CUSTOMER: This hot and sour soup sounds interesting, but I don’t like spicy things. Is it spicy?
SERVER: Yes, that’s the hot part of the hot and sour soup.
CUSTOMER: Ok, but you still haven’t dissuaded me from it, I like things a little sweet, does this have a sour taste to it?
SERVER: Yes, that’s the sour part of the hot and sour soup.
CUSTOMER: Alright, well I’m still going to get a bowl of it. Can I send it back if I don’t like it?
SERVER: Yes, I’ll have a bowl of egg drop soup ready to go.
I’d been looking for a good recipe for hot and sour soup for a while, and finally settled on this one.
Why this one? Because every other recipe I saw called for a half-pound of ground pork or sliced pork shoulder.
Have you ever seen a package of a half-pound of any meat? No, which means you have to go to the butcher counter to get it, and that leads to a very awkward conversation, where I ask for a half-pound of ground pork, and he’s like “wow, really going wild there, you must be on your cheat day, what’re you getting with this, tofu”, and I would say “why yes, I’m making hot and sou…” “GET OUT OF MY STORE YOU VEGAN HIPPIE!!”

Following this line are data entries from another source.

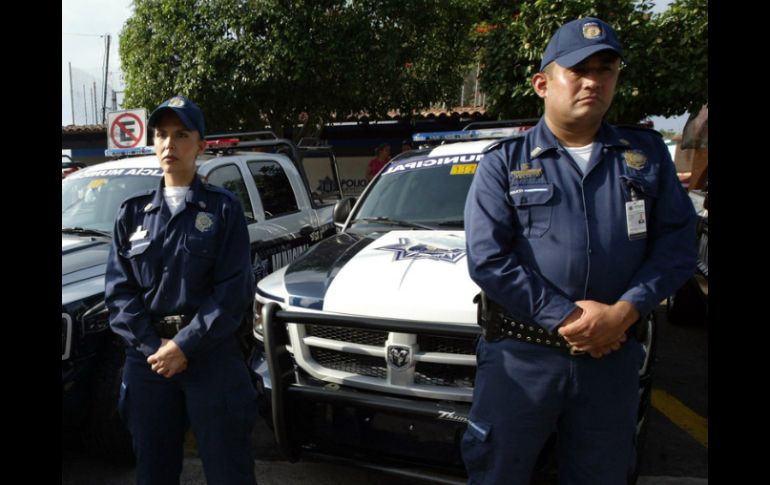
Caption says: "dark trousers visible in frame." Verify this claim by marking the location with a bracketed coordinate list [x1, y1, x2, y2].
[462, 339, 644, 485]
[119, 339, 257, 485]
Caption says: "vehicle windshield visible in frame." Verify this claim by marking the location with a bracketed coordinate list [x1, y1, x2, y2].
[353, 155, 477, 229]
[61, 169, 162, 232]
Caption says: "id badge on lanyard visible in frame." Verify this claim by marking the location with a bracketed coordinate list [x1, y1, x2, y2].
[626, 187, 647, 241]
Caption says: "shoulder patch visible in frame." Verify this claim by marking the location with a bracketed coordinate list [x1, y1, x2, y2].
[203, 182, 235, 198]
[482, 133, 524, 153]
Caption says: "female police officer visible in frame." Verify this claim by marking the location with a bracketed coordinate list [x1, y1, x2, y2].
[106, 96, 256, 484]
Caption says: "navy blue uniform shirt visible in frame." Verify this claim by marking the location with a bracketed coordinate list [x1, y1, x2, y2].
[105, 176, 254, 358]
[465, 118, 696, 331]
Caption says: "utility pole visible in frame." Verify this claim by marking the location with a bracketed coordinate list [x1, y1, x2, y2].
[102, 34, 110, 124]
[83, 84, 88, 124]
[67, 62, 75, 125]
[91, 81, 99, 124]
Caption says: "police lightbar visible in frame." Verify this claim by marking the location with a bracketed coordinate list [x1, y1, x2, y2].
[104, 147, 155, 157]
[412, 126, 531, 141]
[206, 138, 241, 150]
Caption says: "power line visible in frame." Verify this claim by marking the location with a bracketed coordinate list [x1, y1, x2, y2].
[61, 32, 107, 37]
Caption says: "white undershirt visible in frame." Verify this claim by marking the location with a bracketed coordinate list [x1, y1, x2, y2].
[564, 143, 594, 173]
[163, 186, 190, 214]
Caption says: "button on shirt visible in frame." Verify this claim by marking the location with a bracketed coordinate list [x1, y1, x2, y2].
[105, 177, 254, 358]
[465, 118, 696, 331]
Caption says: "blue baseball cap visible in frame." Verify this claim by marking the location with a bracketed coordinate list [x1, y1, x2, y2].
[540, 17, 623, 72]
[147, 95, 206, 138]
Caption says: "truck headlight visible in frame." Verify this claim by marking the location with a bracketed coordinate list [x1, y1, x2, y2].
[254, 300, 265, 341]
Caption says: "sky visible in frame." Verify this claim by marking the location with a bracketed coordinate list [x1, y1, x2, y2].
[61, 0, 687, 132]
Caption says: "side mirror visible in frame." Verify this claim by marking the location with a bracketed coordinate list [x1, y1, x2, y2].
[332, 197, 356, 229]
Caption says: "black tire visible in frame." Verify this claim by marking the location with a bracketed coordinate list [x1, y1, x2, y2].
[628, 312, 658, 485]
[84, 342, 136, 465]
[666, 277, 708, 326]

So yeah, this is much easier and tastier.
CAN I MAKE A MESS WITH THIS RECIPE?
Not really, there’s no sautéing or cutting messy stuff.
Hot and Sour Soup
Makes 4-6 bowls
From Make It Mommy
5 cups chicken broth
1/3 cup soy sauce
1 tablespoon minced or grated ginger
1/2 tablespoon chili garlic sauce/paste
1 teaspoon sesame oil
1 8 ounce can of bamboo shoots, drained and thinly sliced
4 ounces white button or crimini mushrooms, thinly sliced
1/3 cup rice vinegar
1/2 teaspoon crushed red chili pepper flakes
1 package of firm tofu, sliced into 1/2 inch strips
2 tablespoons cornstarch, mixed with 1/3 cup water
1 egg, beaten
In a large stock pot, combine the broth, soy sauce, ginger, chili sauce, and sesame oil. Bring it to a boil. Then add the bamboo shoots, mushrooms, rice vinegar, and pepper flakes. Reduce the heat and simmer the soup for 10 minutes.
Add the tofu, and simmer the soup for a minute or so. Add the cornstarch mixture to the soup (give the mixture a stir before you pour it in, the cornstarch will separate from the water if it sits too long), and let it come back to a simmer to thicken up.
Stir the soup in a clockwise direction – or counter-clockwise, your call. Slowly add the egg to the soup, it’ll make those cool egg drops.